车子霍然停住,李佚跑到车窗旁。“SORRY,要是艾莉丝打电话来,我该怎么说?”李佚是想提醒他别忘了自己的未婚妻。
兆骥思量着,来台多日,他根本忘了艾莉丝这位美国女孩。
艾莉丝是兆亿集团负责人的女儿,一直爱慕着他。
但是兆骥从不曾考虑过感情问题。他知道艾莉丝是位好女孩,美丽又热情,虽然有些骄纵任性,却是个不可多得的好女孩,与她交往,也是一个不可多得的机会。
但他爱她吗?他不愿逼自己去想这个敏感问题。
“告诉她,我回家乡祭拜母亲。”兆骥抛下这句话,扬长而去。
第二章
寒颖坐在办公桌前,一手托着腮,偷偷打盹,午睡时间已过,但她还是睡不够。
考试将近,上班兼念书,逼得她透不过气来。
稳重的脚步声从公司正门传来,最后停在寒颖面前。
这位先生应该是客户吧?!她继续闭目养神。
“小妹!”
“嗯。”她随便应了声。
“不要睡了。”
咦,这声音好熟!
她悚然睁开双眼,首先瞧见的,是双昂贵的进口意大利鞋,不用抬头也知道,是老板回来了。
“睡醒了吗?”
寒颖差红了脸。“对不起,老板,下次不敢了。”
她硬是低着头,心想,老板怎么还不走?
沈了然直盯着寒颖,一股熟悉的感觉掠过他心头。
他忆起心底的遗憾——雪子。
蓦地,沈了然发觉她与雪子竟是如此相像。
“老板,你要责备我,就请说吧!你站着不走,我很害怕的。”事已到此,她只得认栽地抬起头。
那双美丽的大眼竟与雪子是一模一样的,他吓得往后倒退,禁不住轻喊:“雪子。”
见他脸色发白、双唇微颤、两眼空洞,寒颖以为他看到鬼了。
她的样子像鬼吗?一定是的。
她的皮肤太白了,长期的劳累使她的劳累使她的脸颊凹陷而无光泽,加上嘴唇惨白、长及腰际的秀发,和白色T恤,不像鬼才怪。
沈了然则不断提醒自己,一定是他的幻觉,这个女孩比雪子小了二十岁,怎么会是雪子呢?一定是他太想念雪子了。
“寒颖,晚上还要上课固然很累,但上班打瞌睡是不应该的,知道吗?”他叮嘱着。
奇怪!他今天怎么没发火?望着老板离去的背影,寒颖纳闷着。
沈了然进了专属办公室,闷闷的凝视窗外,每每回想起过去,总令他伤痛不已。
雪子是他这辈子最爱的女人。可是,最后关头,他竟为利弃爱,出卖了她。
二十年前,他是富有地主的独生子,也是个多情的花花公子,疯狂的爱上“茶室”女子——雪子。
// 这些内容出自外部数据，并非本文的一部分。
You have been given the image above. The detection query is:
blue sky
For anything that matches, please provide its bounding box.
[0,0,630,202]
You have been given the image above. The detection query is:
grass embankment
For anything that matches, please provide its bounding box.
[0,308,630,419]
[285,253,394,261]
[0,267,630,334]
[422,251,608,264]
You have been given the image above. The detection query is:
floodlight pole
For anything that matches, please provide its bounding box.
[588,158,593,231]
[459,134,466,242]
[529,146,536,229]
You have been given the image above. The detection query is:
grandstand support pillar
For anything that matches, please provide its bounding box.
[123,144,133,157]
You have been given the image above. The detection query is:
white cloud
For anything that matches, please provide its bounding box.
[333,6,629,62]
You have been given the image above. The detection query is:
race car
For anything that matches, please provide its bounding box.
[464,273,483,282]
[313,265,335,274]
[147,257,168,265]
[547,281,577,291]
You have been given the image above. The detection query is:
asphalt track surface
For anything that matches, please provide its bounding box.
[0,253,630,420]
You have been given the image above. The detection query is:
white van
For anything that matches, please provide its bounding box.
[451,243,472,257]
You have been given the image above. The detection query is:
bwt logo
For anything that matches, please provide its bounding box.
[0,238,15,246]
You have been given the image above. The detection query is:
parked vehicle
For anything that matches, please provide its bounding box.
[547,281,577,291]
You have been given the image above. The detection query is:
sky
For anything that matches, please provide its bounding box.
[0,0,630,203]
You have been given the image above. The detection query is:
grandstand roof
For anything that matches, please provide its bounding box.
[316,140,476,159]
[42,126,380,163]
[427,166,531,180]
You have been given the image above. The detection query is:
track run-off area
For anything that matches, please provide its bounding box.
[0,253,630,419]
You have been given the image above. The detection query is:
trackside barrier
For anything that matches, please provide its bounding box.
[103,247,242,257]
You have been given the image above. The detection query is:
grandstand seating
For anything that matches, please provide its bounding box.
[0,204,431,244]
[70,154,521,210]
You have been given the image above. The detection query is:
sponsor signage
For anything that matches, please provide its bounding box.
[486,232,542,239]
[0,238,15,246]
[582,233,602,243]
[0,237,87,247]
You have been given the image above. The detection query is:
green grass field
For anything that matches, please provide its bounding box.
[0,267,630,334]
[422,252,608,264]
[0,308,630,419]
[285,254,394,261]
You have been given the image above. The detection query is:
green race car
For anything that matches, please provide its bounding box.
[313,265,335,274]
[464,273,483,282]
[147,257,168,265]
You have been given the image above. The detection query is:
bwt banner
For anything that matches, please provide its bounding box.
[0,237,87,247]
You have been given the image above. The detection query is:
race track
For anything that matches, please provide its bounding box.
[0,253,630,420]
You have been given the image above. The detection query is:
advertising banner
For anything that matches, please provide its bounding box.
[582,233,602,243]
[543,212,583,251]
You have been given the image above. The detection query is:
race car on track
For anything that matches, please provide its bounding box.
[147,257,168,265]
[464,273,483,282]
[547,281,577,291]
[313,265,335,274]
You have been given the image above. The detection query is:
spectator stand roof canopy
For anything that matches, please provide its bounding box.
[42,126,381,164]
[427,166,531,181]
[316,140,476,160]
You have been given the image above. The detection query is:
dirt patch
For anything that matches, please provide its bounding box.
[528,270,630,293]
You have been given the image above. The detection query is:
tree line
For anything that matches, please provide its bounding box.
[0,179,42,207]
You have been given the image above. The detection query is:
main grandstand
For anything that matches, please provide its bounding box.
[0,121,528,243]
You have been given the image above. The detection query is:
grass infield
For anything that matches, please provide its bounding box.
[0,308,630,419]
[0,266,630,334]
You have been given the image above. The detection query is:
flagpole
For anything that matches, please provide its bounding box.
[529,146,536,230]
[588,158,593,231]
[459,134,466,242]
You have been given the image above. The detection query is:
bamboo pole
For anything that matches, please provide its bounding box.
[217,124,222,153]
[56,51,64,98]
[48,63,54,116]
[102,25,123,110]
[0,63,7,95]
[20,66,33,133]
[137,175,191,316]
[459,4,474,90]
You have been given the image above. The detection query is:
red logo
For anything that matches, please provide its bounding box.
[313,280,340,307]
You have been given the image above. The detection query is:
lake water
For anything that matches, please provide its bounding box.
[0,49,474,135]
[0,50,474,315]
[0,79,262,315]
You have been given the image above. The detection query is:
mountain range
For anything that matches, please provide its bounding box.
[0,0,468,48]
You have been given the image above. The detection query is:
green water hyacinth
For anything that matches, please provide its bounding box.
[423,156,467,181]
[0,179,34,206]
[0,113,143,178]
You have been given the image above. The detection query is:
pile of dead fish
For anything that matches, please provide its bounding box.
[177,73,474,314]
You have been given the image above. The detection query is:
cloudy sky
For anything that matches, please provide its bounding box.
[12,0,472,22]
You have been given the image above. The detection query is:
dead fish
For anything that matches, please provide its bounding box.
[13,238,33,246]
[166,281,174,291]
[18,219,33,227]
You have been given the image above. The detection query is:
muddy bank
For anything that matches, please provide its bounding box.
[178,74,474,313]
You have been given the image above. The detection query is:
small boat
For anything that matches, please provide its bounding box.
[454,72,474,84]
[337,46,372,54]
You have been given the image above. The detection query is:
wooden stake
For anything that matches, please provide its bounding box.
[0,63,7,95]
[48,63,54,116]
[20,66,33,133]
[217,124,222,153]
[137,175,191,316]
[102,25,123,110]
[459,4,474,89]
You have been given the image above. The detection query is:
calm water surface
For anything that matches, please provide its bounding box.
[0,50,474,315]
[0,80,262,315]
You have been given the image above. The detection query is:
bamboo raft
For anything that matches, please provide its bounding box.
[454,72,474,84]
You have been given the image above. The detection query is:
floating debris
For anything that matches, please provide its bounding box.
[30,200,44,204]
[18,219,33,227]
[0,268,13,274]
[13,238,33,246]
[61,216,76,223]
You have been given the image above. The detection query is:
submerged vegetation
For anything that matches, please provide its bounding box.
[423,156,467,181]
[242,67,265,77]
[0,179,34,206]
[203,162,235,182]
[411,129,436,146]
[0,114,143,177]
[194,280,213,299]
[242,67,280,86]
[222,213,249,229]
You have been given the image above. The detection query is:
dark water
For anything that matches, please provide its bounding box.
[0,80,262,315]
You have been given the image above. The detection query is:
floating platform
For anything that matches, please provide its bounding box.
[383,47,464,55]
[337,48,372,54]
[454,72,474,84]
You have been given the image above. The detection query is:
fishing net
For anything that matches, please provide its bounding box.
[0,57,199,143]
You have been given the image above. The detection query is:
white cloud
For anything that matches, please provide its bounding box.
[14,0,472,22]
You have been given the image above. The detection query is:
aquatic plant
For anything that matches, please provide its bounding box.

他曾在雪子面前发誓,终生只爱她一人,为了爱,他不要名,也不要利,于是他们计划一起逃亡。
然而就在当晚,他得知父亲为人担保,而被保人卷款逃逸,一夕之间,他家积欠大笔债务,黑道分子场言要要来讨债、杀人。
“你是沈家唯一的命脉,快逃吧!逃到日本去。”父亲要他逃亡。
为了钱,他反咬雪子一口,告诉老鸨雪子想与他私奔的事,害得她遭受毒打……
由于深感自己对不起雪子,至今他仍孤家寡人一个,他这是自己的报应。虽然找不到雪子,但他愿意待下去,直到雪子出现。只要知道她过得很好,他也就安心了。
没想到一等就是二十年,如今,他已四十岁。
“对不起,老板,我敲了门,你没应声。”秘书王仙仙开门而入,打断沈了然的沉思。
“没关系。”他紧锁眉头。
“老板,盛得胜的遗孀陈花绒女士三点会来。”
沈了然点头。
他的陈花绒虽没照过面,但在商场上,她以美丽动人、精明冷酷闻名;人称她为“冰霜美人”。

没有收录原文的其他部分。